I hung back a little, intentionally making myself the last person to walk up onto the platform. My fellow students had split up after getting their diplomas and assignment papers, and were exchanging hugs and handshakes with their divine parents (and, in a few special cases, their mortal ones as well) as I approached Heracles.

Zeus, who had no children in the group that day, had moved to stand beside his son, with Mother behind them.

Heracles held out the rolled-up diploma and assignment papers, bound with a black ribbon. I didn’t take them right away, instead looking up at the two tall men.

“Is there a problem, child?” Zeus asked, sounding surprisingly gentle.

“I asked,” I said slowly, considering my words very, very carefully, “to serve in my mother’s staff. May I ask why my request was refused?”

“You will be serving your mother’s purposes by taking this post,” Zeus said.

I met her eyes, and she nodded ever so slightly. That had the effect of both making me feel slightly better and a lot more confused at the same time.

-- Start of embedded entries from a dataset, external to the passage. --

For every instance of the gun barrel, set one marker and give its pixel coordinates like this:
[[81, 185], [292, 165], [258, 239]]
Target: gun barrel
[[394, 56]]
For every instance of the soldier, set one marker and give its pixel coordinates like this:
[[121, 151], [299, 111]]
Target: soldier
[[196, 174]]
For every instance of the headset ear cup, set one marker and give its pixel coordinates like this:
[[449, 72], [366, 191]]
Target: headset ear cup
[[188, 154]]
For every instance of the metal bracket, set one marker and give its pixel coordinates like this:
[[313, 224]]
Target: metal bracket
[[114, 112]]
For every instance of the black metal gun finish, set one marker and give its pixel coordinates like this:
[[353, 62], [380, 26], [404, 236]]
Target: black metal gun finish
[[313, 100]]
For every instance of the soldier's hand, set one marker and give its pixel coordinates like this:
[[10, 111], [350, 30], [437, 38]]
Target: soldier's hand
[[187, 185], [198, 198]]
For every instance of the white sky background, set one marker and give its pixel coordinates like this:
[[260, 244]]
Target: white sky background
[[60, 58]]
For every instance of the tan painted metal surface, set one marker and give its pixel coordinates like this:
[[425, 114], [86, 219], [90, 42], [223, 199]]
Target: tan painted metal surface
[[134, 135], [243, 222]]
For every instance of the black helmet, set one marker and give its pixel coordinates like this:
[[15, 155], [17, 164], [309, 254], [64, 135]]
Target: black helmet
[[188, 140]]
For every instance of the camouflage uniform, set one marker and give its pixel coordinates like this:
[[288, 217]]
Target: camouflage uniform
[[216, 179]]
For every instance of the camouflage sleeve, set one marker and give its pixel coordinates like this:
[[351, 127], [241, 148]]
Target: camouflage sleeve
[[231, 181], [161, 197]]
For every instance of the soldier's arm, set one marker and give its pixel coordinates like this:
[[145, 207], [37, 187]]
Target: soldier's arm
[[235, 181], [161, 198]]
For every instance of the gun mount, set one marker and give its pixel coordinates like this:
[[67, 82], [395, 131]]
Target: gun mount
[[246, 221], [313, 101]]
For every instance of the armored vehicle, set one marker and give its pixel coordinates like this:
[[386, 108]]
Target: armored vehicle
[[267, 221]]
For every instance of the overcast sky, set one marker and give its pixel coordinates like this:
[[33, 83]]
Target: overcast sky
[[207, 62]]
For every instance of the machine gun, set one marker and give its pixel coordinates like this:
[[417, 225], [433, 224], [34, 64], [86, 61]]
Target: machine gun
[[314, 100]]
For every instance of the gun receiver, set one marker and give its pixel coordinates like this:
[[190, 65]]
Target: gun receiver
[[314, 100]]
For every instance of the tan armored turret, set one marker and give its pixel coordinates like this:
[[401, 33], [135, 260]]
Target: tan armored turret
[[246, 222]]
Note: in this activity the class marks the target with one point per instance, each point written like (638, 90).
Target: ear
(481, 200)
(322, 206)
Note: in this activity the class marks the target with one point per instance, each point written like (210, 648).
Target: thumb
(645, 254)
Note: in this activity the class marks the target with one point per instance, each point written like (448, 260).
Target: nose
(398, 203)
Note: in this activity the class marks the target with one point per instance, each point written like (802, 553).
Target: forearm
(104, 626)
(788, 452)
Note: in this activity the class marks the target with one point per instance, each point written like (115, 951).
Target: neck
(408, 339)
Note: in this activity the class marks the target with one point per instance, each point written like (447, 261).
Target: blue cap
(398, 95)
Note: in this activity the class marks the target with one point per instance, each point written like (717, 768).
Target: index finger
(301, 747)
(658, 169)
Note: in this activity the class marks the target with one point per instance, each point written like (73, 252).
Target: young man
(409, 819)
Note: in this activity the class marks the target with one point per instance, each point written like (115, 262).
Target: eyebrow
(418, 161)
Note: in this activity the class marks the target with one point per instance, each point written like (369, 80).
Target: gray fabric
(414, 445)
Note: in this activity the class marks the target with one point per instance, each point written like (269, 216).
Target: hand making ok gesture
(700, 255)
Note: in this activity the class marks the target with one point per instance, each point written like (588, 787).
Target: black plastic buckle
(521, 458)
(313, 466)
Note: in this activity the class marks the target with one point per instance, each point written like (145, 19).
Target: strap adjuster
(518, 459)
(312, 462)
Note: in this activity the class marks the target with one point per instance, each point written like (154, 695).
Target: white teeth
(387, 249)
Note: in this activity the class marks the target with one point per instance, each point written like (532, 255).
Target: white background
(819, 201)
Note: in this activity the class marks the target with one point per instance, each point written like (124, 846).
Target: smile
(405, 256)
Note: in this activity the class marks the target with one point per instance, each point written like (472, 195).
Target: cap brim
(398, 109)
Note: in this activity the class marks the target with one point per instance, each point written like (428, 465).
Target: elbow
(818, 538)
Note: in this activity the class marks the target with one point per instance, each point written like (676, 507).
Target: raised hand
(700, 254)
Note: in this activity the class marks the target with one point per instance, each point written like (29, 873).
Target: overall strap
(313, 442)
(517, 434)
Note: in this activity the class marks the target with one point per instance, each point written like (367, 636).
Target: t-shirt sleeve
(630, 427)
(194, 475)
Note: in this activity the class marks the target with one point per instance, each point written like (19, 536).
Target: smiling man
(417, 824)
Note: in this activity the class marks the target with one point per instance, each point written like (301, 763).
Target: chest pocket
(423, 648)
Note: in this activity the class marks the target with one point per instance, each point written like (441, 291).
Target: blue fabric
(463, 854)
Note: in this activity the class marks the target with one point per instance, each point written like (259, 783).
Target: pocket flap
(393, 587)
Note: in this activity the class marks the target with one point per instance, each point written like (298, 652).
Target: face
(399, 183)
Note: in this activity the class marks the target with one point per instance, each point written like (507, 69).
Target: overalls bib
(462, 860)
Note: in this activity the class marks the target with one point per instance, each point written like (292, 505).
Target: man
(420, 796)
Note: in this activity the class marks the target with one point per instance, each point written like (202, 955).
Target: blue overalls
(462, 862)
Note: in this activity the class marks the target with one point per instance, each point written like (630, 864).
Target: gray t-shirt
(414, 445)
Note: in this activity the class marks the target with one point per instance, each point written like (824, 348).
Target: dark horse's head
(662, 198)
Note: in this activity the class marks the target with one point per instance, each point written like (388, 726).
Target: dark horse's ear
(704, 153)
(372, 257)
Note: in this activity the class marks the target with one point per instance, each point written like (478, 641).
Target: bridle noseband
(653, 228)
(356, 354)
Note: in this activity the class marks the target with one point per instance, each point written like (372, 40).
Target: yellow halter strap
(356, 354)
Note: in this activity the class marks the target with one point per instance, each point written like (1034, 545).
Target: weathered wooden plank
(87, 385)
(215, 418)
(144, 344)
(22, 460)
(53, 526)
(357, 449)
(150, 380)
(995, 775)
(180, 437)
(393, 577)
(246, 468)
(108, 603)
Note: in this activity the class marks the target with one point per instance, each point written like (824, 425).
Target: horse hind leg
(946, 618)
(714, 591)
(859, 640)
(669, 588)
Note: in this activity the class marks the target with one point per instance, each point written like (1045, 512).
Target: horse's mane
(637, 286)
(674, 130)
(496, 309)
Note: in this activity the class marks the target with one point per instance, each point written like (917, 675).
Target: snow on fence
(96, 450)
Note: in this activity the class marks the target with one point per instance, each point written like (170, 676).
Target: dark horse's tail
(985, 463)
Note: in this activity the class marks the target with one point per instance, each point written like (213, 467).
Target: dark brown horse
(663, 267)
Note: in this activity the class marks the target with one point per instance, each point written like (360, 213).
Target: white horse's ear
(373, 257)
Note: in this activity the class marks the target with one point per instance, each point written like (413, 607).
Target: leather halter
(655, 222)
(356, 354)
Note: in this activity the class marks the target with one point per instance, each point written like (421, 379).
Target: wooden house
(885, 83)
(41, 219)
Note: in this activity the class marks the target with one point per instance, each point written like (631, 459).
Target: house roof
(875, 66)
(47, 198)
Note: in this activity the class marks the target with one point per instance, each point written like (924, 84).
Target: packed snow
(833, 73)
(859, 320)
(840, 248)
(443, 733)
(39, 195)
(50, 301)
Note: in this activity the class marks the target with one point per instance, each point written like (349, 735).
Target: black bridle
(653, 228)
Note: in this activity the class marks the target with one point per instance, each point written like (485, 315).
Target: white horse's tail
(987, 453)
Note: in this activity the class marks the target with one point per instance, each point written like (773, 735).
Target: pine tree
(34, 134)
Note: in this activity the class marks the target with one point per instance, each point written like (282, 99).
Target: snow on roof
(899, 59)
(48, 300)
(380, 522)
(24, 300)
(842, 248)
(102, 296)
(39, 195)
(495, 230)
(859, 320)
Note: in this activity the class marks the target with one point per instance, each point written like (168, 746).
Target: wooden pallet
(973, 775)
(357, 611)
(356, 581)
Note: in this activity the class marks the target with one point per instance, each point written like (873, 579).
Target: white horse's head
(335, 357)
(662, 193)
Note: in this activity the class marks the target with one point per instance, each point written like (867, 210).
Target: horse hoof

I took a deep breath. “I’ve never protested anything since beginning my training – “

Zeus cut me off, still gentle, but very serious. “That is, in fact, one of the reasons you were chosen to fill such a prestigious and important position.”

He’d been so boisterous and jovial the two other times I’d spoken with him that his tone made quite an impact on me now. “Thank you, sir,” I said, as politely and respectfully as I could, “but I must protest. I’m ill equipped to handle the position, I’ve had no formal training for – “

“In point of fact,” Zeus cut me off again, “every one of you has had the basic training needed to become an Avatar. One of the most important reasons we put you all through this training is to ensure that there will always be skilled replacements available, should one of the current Avatars fall or wish to retire.”

I was left with my mouth hanging open a little, frantically trying to think of a way I could protest and put it off without insulting any of them. Rationally, I knew I was being given a tremendous honor, and they obviously had some very serious and important plan they were putting in motion, but I wasn’t sure I liked being a pawn in it. And I definitely didn’t like the idea of serving Hades.

“But…how can I fill the post of Avatar of Hades?” I asked, playing the most desperate card I could think of. “Doesn’t Pluto have to have died to perform many of the post’s duties?”

Heracles nodded. “Yes,” he lifted his big old war club, which had been leaning against the podium, and hefted it onto his shoulder. “Which is why I hope you can forgive me for this someday…”

Just before the huge, roughly hewn wooden club smashed into the side of my head, I saw Mother wink at me.

I did not find the gesture remotely comforting.